Hundreds of angry youths blocked the Holy City's light rail and threw stones at Israeli security forces, who responded with rubber bullets, the Jerusalem Post reported.
Police spokesman Micky Rosenfeld said authorities also used tear gas against the crowds.
Rosenfeld added that police received reports Wednesday that an Arab teen was forced into a car. A body was later found, but police have not yet established whether the two incidents are related.
He said security was heightened in Jerusalem, with extra units dispatched and the city's light rail train service cut short to avoid the scene of the violence. Police also closed a key holy site in Jerusalem's Old City to visitors after rock throwing there.
Israeli officials urged calm as police investigated the incidents, hoping to contain the violence.
"Everything is being examined. There are many possibilities. There is a criminal possibility as well as a political one," Israel's public security minister, Yitzhak Aharonovitch, told Israel Radio. "I am telling everyone, let us wait patiently."
Nabil Abu Rdeneh, a spokesman for Palestinian President Mahmoud Abbas, said Israel was being held responsible for the death and called on it to "find the killers and hold them accountable," according to the official Palestinian news agency Wafa.
There was no immediate word on casualties resulting from the clashes.
Prime Minister Benjamin Netanyahu urged authorities to swiftly investigate the "reprehensible murder" and called on all sides "not to take the law into their own hands."
The Arab teen, identified as 17-year-old Mohammed Abu Khdeir, was approached by a car early Wednesday and then forced into it before it sped off, his cousin Saed Abu Khdeir told The Associated Press.
The discovery comes after several hundred right-wing Israeli youths marched through Jerusalem on Tuesday, demanding revenge for the murders of the Israeli teens.
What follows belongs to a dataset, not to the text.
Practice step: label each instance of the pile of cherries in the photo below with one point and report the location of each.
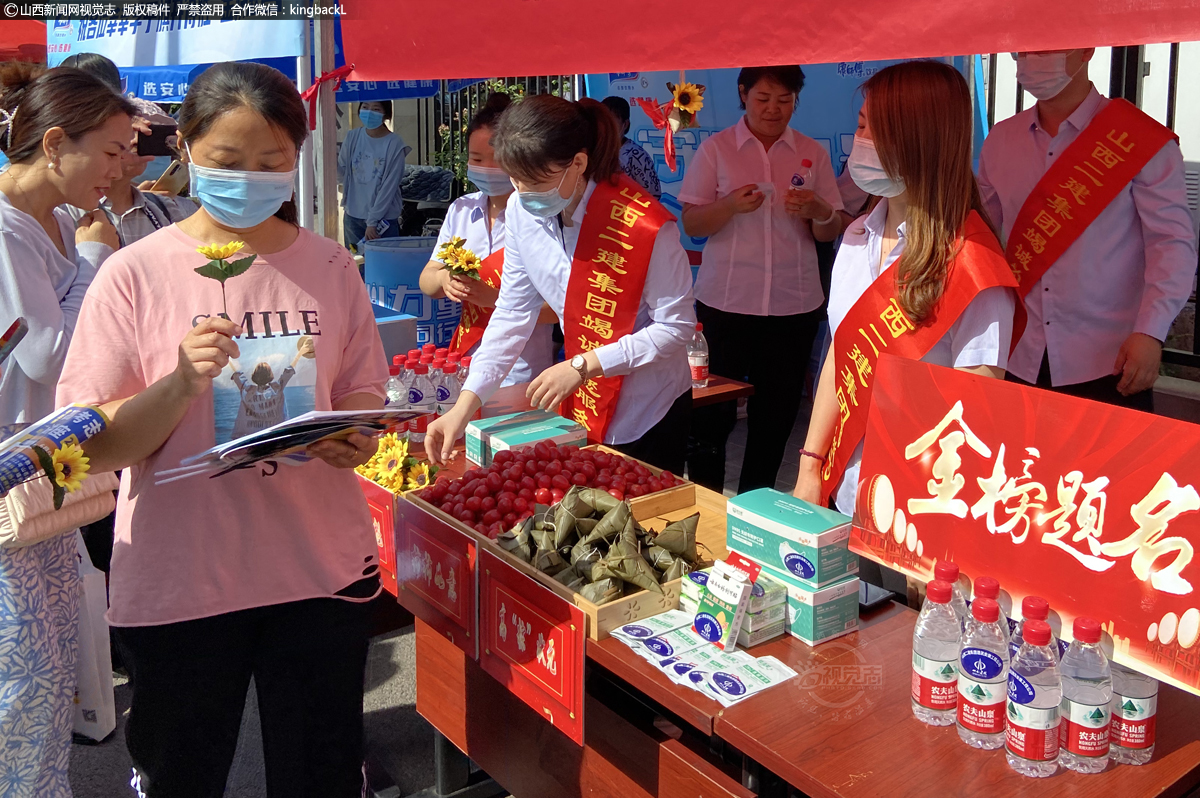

Five Palestinians were attacked, two of whom required medical treatment, and 50 people were arrested after violent confrontations with police that lasted several hours in the capital's center.
Israel has accused Hamas of abducting and killing the three teens, and has arrested hundreds of its members across the West Bank. Rocket fire from the Hamas-controlled Gaza Strip has meanwhile intensified, and been met with Israeli air strikes.
On Tuesday, thousands attended the funerals of Eyal Yifrah, 19, Gilad Shaar, 16, and Naftali Fraenkel, 16, the three Jewish seminary students who disappeared last month and whose bodies were found Monday in a field near the West Bank city of Hebron.
The three young men were buried side by side in the central Israeli town of Modiin. Mourners arrived in large convoys of buses arranged for the ceremony.
Netanyahu and President Shimon Peres eulogized the teens at the joint funeral, located near the boys’ family homes, according to the Jerusalem Post.
"Today has spontaneously become a national day of mourning,” Netanyahu said.